DEV Community

Dipti Moryani
Dipti Moryani

Posted on

Detecting Anomalies in R: A Practical Guide with Real-World Examples

Introduction

Imagine you run a credit card company and one of your customers spends $25 every week on groceries. Suddenly, they make a $700 purchase in a single transaction. This unusual behavior would immediately raise red flags, prompting you to verify the transaction before approving it. Such unexpected events are called anomalies—data points that deviate significantly from established patterns.

Anomaly detection plays a critical role in industries like banking, finance, and insurance (BFSI), where it is often used to detect fraud, prevent theft, and monitor suspicious transactions. Modern tools like Power BI and AI-driven models allow businesses to identify these irregularities in real time.

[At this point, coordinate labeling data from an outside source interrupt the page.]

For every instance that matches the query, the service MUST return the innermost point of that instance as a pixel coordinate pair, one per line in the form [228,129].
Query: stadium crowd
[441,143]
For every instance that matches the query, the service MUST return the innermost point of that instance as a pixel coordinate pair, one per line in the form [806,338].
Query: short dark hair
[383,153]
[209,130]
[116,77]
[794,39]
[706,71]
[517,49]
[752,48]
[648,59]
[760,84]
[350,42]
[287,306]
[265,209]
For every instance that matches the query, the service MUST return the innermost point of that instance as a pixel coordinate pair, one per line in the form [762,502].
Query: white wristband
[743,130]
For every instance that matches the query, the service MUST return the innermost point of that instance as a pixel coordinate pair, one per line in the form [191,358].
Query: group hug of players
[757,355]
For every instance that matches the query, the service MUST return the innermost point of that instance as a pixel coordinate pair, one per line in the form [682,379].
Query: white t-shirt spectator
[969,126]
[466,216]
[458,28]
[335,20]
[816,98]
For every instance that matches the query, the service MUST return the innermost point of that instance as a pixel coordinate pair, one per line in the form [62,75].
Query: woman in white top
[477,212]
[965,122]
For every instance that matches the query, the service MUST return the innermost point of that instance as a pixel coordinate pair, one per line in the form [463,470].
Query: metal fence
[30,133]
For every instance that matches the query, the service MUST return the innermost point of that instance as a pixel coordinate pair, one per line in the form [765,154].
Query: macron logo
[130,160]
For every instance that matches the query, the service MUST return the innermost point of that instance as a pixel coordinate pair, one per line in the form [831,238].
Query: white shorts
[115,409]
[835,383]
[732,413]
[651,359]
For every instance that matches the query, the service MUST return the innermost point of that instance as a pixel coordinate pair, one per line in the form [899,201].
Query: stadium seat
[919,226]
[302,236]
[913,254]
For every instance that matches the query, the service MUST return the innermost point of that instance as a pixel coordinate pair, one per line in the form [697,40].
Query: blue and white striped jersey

But not all anomalies are fraudulent. Sometimes, they reflect genuine life changes, such as starting a family or hosting a big celebration. The challenge lies in distinguishing fraudulent activities from authentic behavioral shifts—and that’s where anomaly detection models in R prove valuable.

Understanding Anomalies

In data science, anomalies are essentially outliers—values that differ drastically from typical patterns. They can occur due to fraud, system errors, or even legitimate events. For example:

Multiple small unauthorized withdrawals from a single credit card

A sudden large purchase that doesn’t fit the customer’s past behavior

Transactions from unfamiliar geographical locations

For BFSI companies, identifying such cases quickly can prevent losses and safeguard customer trust. AI consulting firms often deploy anomaly detection algorithms to help businesses uncover fraud, inefficiencies, or shifts in customer behavior.

Detecting Patterns with R

R offers several packages for anomaly detection, each based on different statistical techniques. In this guide, we’ll explore two widely used approaches:

Twitter’s AnomalyDetection Package – based on the Seasonal Hybrid ESD (SH-ESD) algorithm.

Anomalize Package – built for time series data analysis with decomposition methods.

These packages allow businesses to spot anomalies in time series data, where patterns like seasonality and trends can otherwise mask irregularities.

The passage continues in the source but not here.